The west is rash to assume the world is on its side over Ukraine

One of the most frequent lines heard in Washington is that Russia is now globally isolated — with China being the key prevaricator. America risks being seduced by its own public relations. The world’s reaction to Russia’s invasion of Ukraine is far more complex than that. Since February 24, the west has been galvanised into showing more unity than it has in years. Yet most of the world is on the sidelines waiting to see which way it goes.

Not for the first time, the west is mistaking its own unity for a global consensus. One misleading measure is at the UN. In the organisation’s last tally Earlier this month, 141 of 193 member states condemned Vladimir Putin’s blatant violation of international law. But the 35 that abstained account for almost half the world’s population. That includes China, India, Vietnam, Iraq and South Africa. If you add those that voted with Russia, it comes to more than half.

Moreover, many of those nominally against Russia are hedging their bets. Saudi Arabia is considering China’s request to be paid in yuan for its oil. That would help undercut the power of the dollar. Both Saudi Arabia and the United Arab Emirates refused to take Joe Biden’s calls this month when he wanted them to step-up oil production — a rare snub to a US president.

Last week the UAE hosted an official visit from Bashar al-Assad, Syria’s dictator, and Putin’s close ally, who the US rightly sees as a pariah. One of the UAE’s motives for rehabilitating Assad is that Biden is pushing to revive the nuclear deal with the regionally-dreaded Iran that would release more oil on to the global market. Even Israel, arguably America’s closest friend, is keeping an open mind. Its prime minister, Naftali Bennett, who is auditioning as a Russia-Ukraine mediator, has been conspicuously even-handed.

All this may look academic in a few months if Ukraine continues to humiliate Russia and the west can sustain its unity. Everybody loves a winner and the hedging countries would probably tilt back towards the west. The bigger abstainers, such as India, which has quadrupled its oil imports from Russia at a discount compared to this time last year, would adjust their stance, which is causing anguish in Washington. But the world’s ambivalence should give Biden and Europe food for thought.

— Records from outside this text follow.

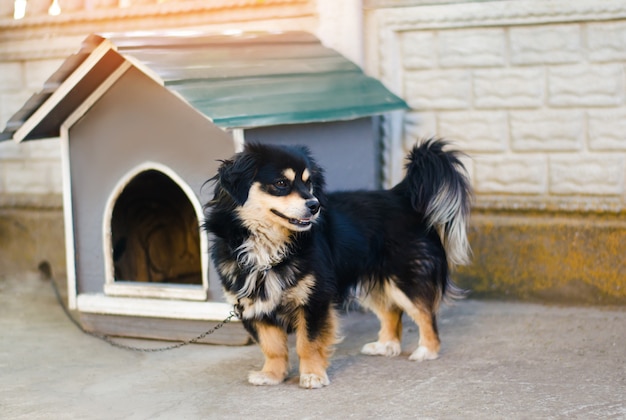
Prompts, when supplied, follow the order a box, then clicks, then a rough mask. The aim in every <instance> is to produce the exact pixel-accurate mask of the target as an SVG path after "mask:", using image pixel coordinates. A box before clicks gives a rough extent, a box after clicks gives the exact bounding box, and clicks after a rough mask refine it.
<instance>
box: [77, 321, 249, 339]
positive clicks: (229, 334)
mask: <svg viewBox="0 0 626 420" xmlns="http://www.w3.org/2000/svg"><path fill="white" fill-rule="evenodd" d="M80 321H81V324H82V325H83V328H85V330H87V331H90V332H93V333H97V334H103V335H108V336H114V337H132V338H148V339H153V340H165V341H188V340H191V339H192V338H195V337H197V336H199V335H201V334H203V333H205V332H206V331H208V330H210V329H211V328H214V327H215V326H216V325H218V324H219V323H220V322H219V321H196V320H181V319H164V318H151V317H137V316H120V315H103V314H94V313H81V314H80ZM198 343H203V344H220V345H228V346H240V345H246V344H250V343H251V339H250V336H249V335H248V333H247V332H246V330H245V329H244V328H243V326H242V325H241V323H240V322H239V321H232V322H229V323H226V324H224V326H222V328H220V329H217V330H215V331H214V332H213V333H212V334H209V335H207V336H206V337H205V338H203V339H201V340H198Z"/></svg>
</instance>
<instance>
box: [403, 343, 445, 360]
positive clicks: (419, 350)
mask: <svg viewBox="0 0 626 420" xmlns="http://www.w3.org/2000/svg"><path fill="white" fill-rule="evenodd" d="M437 357H439V354H438V353H437V352H436V351H432V350H429V349H427V348H426V347H424V346H419V347H418V348H417V350H415V351H414V352H413V354H411V355H410V356H409V360H415V361H417V362H423V361H424V360H435V359H436V358H437Z"/></svg>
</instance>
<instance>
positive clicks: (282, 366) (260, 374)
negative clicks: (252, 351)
mask: <svg viewBox="0 0 626 420" xmlns="http://www.w3.org/2000/svg"><path fill="white" fill-rule="evenodd" d="M256 330H257V335H258V341H259V346H260V347H261V350H262V351H263V355H264V356H265V364H264V365H263V369H262V370H260V371H255V372H250V374H249V375H248V382H250V383H251V384H253V385H277V384H279V383H281V382H283V381H284V380H285V377H286V376H287V371H288V368H289V361H288V357H289V350H288V348H287V333H286V332H285V331H284V330H283V329H282V328H280V327H277V326H275V325H269V324H261V323H259V324H257V325H256Z"/></svg>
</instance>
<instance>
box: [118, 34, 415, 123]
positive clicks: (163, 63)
mask: <svg viewBox="0 0 626 420" xmlns="http://www.w3.org/2000/svg"><path fill="white" fill-rule="evenodd" d="M110 40H111V41H112V42H113V44H115V45H116V46H117V47H118V51H119V52H120V53H121V54H123V55H131V56H133V57H135V58H137V59H139V61H141V62H142V63H143V64H145V65H147V66H148V67H149V68H150V69H151V70H153V71H154V72H155V73H156V74H158V75H159V77H161V78H162V79H163V81H164V82H165V86H166V87H168V88H169V89H171V90H173V91H175V92H177V93H179V94H180V95H181V96H182V97H183V98H185V99H186V100H187V101H188V102H189V103H190V104H191V105H193V107H194V108H196V109H197V110H199V111H200V112H202V113H204V114H205V115H207V116H209V117H210V118H211V119H212V120H213V122H214V123H215V124H217V125H220V126H222V127H258V126H267V125H275V124H289V123H303V122H313V121H329V120H345V119H354V118H359V117H363V116H367V115H375V114H381V113H384V112H387V111H391V110H397V109H403V108H406V107H407V106H406V103H405V102H404V101H403V100H401V99H400V98H398V97H397V96H395V95H394V94H392V93H391V92H390V91H388V90H387V89H386V88H385V87H384V86H383V85H382V84H381V83H380V82H379V81H378V80H376V79H374V78H371V77H368V76H366V75H365V74H364V73H363V71H362V70H361V69H360V68H359V67H358V66H357V65H356V64H354V63H352V62H351V61H349V60H348V59H346V58H345V57H343V56H342V55H341V54H339V53H337V52H336V51H334V50H332V49H329V48H326V47H324V46H323V45H322V44H321V43H320V41H319V40H318V39H317V38H315V37H314V36H312V35H310V34H308V33H305V32H287V33H242V34H238V35H221V36H215V35H213V36H207V35H202V34H193V33H189V32H182V33H176V32H169V33H164V34H162V35H159V36H155V35H149V36H132V35H129V36H123V37H119V36H118V37H115V36H112V37H111V38H110Z"/></svg>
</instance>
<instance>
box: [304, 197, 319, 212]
mask: <svg viewBox="0 0 626 420" xmlns="http://www.w3.org/2000/svg"><path fill="white" fill-rule="evenodd" d="M305 204H306V206H307V208H308V209H309V211H310V212H311V214H315V213H317V212H318V211H319V210H320V202H319V201H317V199H312V200H307V201H306V203H305Z"/></svg>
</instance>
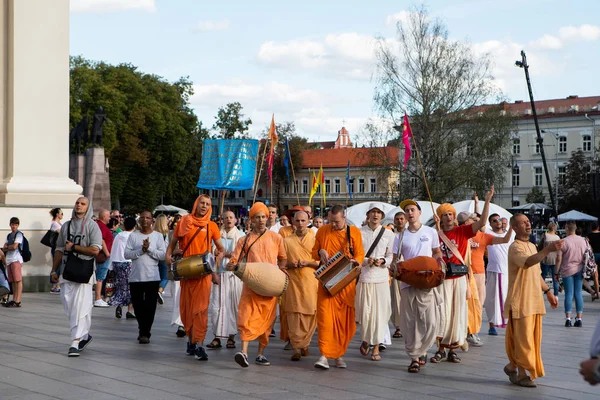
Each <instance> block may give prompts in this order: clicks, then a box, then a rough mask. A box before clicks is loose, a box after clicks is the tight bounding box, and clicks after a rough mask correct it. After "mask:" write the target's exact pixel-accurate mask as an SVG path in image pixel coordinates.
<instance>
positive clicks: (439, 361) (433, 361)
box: [429, 350, 446, 363]
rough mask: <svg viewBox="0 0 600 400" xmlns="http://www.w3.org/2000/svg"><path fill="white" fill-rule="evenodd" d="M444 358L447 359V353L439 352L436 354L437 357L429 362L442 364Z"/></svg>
mask: <svg viewBox="0 0 600 400" xmlns="http://www.w3.org/2000/svg"><path fill="white" fill-rule="evenodd" d="M444 358H446V352H445V351H440V350H438V351H436V352H435V355H434V356H433V357H431V358H430V359H429V361H431V362H432V363H439V362H442V360H443V359H444Z"/></svg>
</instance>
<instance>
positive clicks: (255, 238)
mask: <svg viewBox="0 0 600 400" xmlns="http://www.w3.org/2000/svg"><path fill="white" fill-rule="evenodd" d="M268 216H269V209H268V208H267V206H266V205H264V204H263V203H261V202H256V203H254V205H253V206H252V208H250V219H251V220H252V230H251V231H250V232H249V233H248V234H247V235H246V236H245V237H244V238H243V239H241V240H238V243H237V246H236V248H235V251H234V252H233V255H232V257H231V259H230V260H229V264H227V269H228V270H229V271H232V270H233V269H234V268H235V267H236V265H237V264H238V263H239V262H248V263H266V264H271V266H272V268H277V267H279V268H280V269H285V264H286V255H285V249H284V247H283V238H282V237H281V235H279V234H278V233H276V232H273V231H271V230H269V229H268V228H267V218H268ZM264 278H265V280H268V278H269V277H268V275H267V276H265V277H264ZM267 284H268V283H267ZM276 310H277V297H276V296H262V295H259V294H258V293H256V292H255V291H253V290H252V289H250V288H249V287H248V285H244V287H243V288H242V296H241V298H240V304H239V306H238V320H237V321H238V330H239V332H240V339H241V340H242V351H241V352H238V353H237V354H236V355H235V362H237V363H238V364H239V365H240V366H242V367H244V368H245V367H248V366H249V365H250V364H249V362H248V344H249V343H250V341H251V340H255V339H258V354H257V357H256V359H255V360H254V362H255V364H257V365H263V366H265V365H271V363H270V362H269V360H268V359H267V358H266V357H265V356H264V354H263V352H264V350H265V348H266V347H267V345H268V344H269V334H270V333H271V326H272V325H273V322H274V321H275V317H276Z"/></svg>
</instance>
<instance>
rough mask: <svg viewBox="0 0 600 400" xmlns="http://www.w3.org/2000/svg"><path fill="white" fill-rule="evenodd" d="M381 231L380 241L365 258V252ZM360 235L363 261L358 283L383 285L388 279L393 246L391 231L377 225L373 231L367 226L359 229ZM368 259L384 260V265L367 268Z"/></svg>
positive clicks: (370, 266) (392, 236)
mask: <svg viewBox="0 0 600 400" xmlns="http://www.w3.org/2000/svg"><path fill="white" fill-rule="evenodd" d="M382 229H383V235H382V236H381V239H380V240H379V242H378V243H377V245H376V246H375V248H374V249H373V252H372V253H371V255H370V256H369V257H367V252H368V251H369V249H370V248H371V245H372V244H373V242H374V241H375V239H376V238H377V236H378V235H379V232H380V231H381V230H382ZM360 234H361V235H362V242H363V248H364V250H365V259H364V261H363V263H362V267H361V272H360V278H359V282H365V283H383V282H387V281H388V279H389V276H390V274H389V272H388V267H389V266H390V265H391V264H392V256H393V254H394V253H392V246H393V244H394V234H393V233H392V231H390V230H388V229H385V228H384V227H383V226H381V225H379V226H378V227H377V228H375V230H372V229H371V228H369V225H365V226H363V227H361V228H360ZM369 258H374V259H380V258H383V259H385V263H384V264H383V265H380V266H379V267H375V266H369Z"/></svg>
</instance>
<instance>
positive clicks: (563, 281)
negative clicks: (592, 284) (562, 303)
mask: <svg viewBox="0 0 600 400" xmlns="http://www.w3.org/2000/svg"><path fill="white" fill-rule="evenodd" d="M582 285H583V271H579V272H578V273H576V274H575V275H571V276H567V277H563V286H564V287H565V314H571V308H573V296H574V297H575V309H576V311H577V314H581V313H582V312H583V296H582V295H581V287H582Z"/></svg>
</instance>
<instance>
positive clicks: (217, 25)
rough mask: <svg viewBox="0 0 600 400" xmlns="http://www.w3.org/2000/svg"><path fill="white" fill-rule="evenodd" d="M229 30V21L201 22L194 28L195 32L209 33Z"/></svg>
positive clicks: (227, 19) (202, 21) (226, 20)
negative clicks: (212, 31)
mask: <svg viewBox="0 0 600 400" xmlns="http://www.w3.org/2000/svg"><path fill="white" fill-rule="evenodd" d="M227 29H229V20H228V19H224V20H222V21H200V22H199V23H198V25H197V26H196V27H195V28H194V31H199V32H209V31H224V30H227Z"/></svg>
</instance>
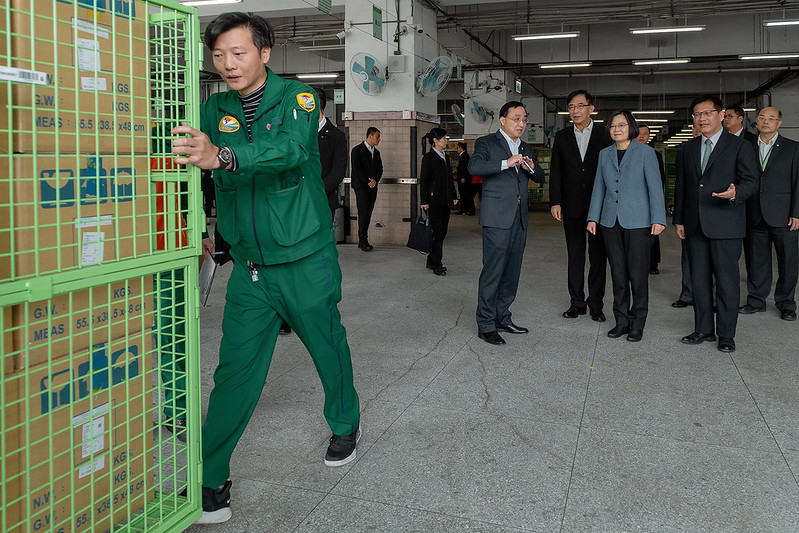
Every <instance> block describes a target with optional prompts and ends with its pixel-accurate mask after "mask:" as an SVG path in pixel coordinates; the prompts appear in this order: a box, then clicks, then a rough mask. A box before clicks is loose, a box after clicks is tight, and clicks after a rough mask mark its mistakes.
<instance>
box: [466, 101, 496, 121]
mask: <svg viewBox="0 0 799 533" xmlns="http://www.w3.org/2000/svg"><path fill="white" fill-rule="evenodd" d="M469 114H471V115H472V119H473V120H474V121H475V122H477V123H479V124H485V123H486V121H487V120H488V117H491V118H492V119H493V118H494V112H493V111H487V110H486V109H485V108H484V107H483V106H481V105H480V104H478V103H477V102H476V101H474V100H472V105H471V107H470V108H469Z"/></svg>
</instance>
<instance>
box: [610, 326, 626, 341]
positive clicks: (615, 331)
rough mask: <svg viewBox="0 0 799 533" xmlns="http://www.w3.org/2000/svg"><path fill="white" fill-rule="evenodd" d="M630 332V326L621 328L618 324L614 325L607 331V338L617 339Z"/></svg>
mask: <svg viewBox="0 0 799 533" xmlns="http://www.w3.org/2000/svg"><path fill="white" fill-rule="evenodd" d="M629 331H630V326H622V325H620V324H616V325H615V326H613V327H612V328H611V330H610V331H608V337H610V338H611V339H618V338H619V337H621V336H622V335H624V334H626V333H628V332H629Z"/></svg>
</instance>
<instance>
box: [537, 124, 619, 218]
mask: <svg viewBox="0 0 799 533" xmlns="http://www.w3.org/2000/svg"><path fill="white" fill-rule="evenodd" d="M611 144H613V141H611V140H610V137H608V134H607V132H606V130H605V128H604V127H602V126H601V125H599V124H597V123H596V122H594V125H593V127H592V128H591V137H590V139H589V140H588V149H587V150H586V151H585V159H584V160H582V161H581V160H580V148H579V147H578V146H577V138H576V137H575V136H574V126H573V125H571V126H569V127H567V128H564V129H562V130H560V131H559V132H557V133H556V134H555V140H554V144H553V146H552V162H551V163H550V167H549V203H550V205H559V206H561V213H562V215H563V216H564V217H565V218H585V217H587V216H588V206H589V205H591V191H592V190H593V187H594V177H595V176H596V166H597V160H598V159H599V151H600V150H602V149H603V148H605V147H606V146H610V145H611Z"/></svg>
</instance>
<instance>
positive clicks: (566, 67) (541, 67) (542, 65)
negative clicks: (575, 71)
mask: <svg viewBox="0 0 799 533" xmlns="http://www.w3.org/2000/svg"><path fill="white" fill-rule="evenodd" d="M590 66H591V62H590V61H582V62H578V63H541V64H540V65H538V67H539V68H582V67H590Z"/></svg>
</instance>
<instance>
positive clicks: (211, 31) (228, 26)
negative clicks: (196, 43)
mask: <svg viewBox="0 0 799 533" xmlns="http://www.w3.org/2000/svg"><path fill="white" fill-rule="evenodd" d="M236 28H249V30H250V33H251V34H252V42H253V44H254V45H255V47H256V48H258V50H259V51H261V50H263V49H264V48H272V46H273V45H274V44H275V33H274V32H273V31H272V26H270V25H269V22H267V20H266V19H265V18H263V17H261V16H258V15H254V14H252V13H242V12H240V11H234V12H231V13H222V14H221V15H219V16H218V17H216V18H215V19H214V20H212V21H211V23H210V24H209V25H208V27H207V28H205V34H204V35H203V40H204V41H205V46H207V47H208V49H209V50H213V49H214V45H215V44H216V40H217V39H218V38H219V36H220V35H222V34H223V33H225V32H228V31H230V30H235V29H236Z"/></svg>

One red flag is the west’s habitual tendency to claim moral leadership. This creates three problems. First, it is hypocritical. US public opinion paid little attention to the horrific carnage in Syria, for which Assad is primarily culpable. Though Germany took in 1mn refugees in 2015, most of the rest of the west did not follow suit. Britain and the US admitted fewer than 50,000 Syrians between them. What Russia is doing to Ukraine is barbaric. But there is plenty to go round. Many in the Muslim world, in particular, think America practises double standards. Thousands of civilians died in Iraq and Afghanistan from US munitions, though they were not deliberately targeted (unlike in Ukraine).

A second point is that the west is rash to assume its values ​​are universal. The US this week designated what Myanmar did to its Rohingya minority as genocide. Though Myanmar, unlike Ukraine, is in India’s neighbourhood, Narendra Modi, India’s Hindu nationalist prime minister , made only token protests. The fact that the Rohingya are Muslim undoubtedly influenced him. India took only a tiny fraction of the refugees. This is in spite of the fact that India, unlike China, is a democracy.

A third is that much of the world resents western sanctions. With the exception of fuel exports to Europe, the west has largely decoupled from Russia in a month. The execution has been astonishing. But it has also reminded others of the west’s capacity to punish those with whom it disagrees. In this instance, it is very hard to argue the west is wrong. Putin not only poses a mortal threat to democratic values; he is also extolling the law of the jungle. No wonder so many small countries condemned Russia at the UN.

The western public’s response to Putin’s barbarism has been admirable. But it is inevitably selective. The more western governments grasp how large parts of the world see them, the better able they will be to practise effective diplomacy.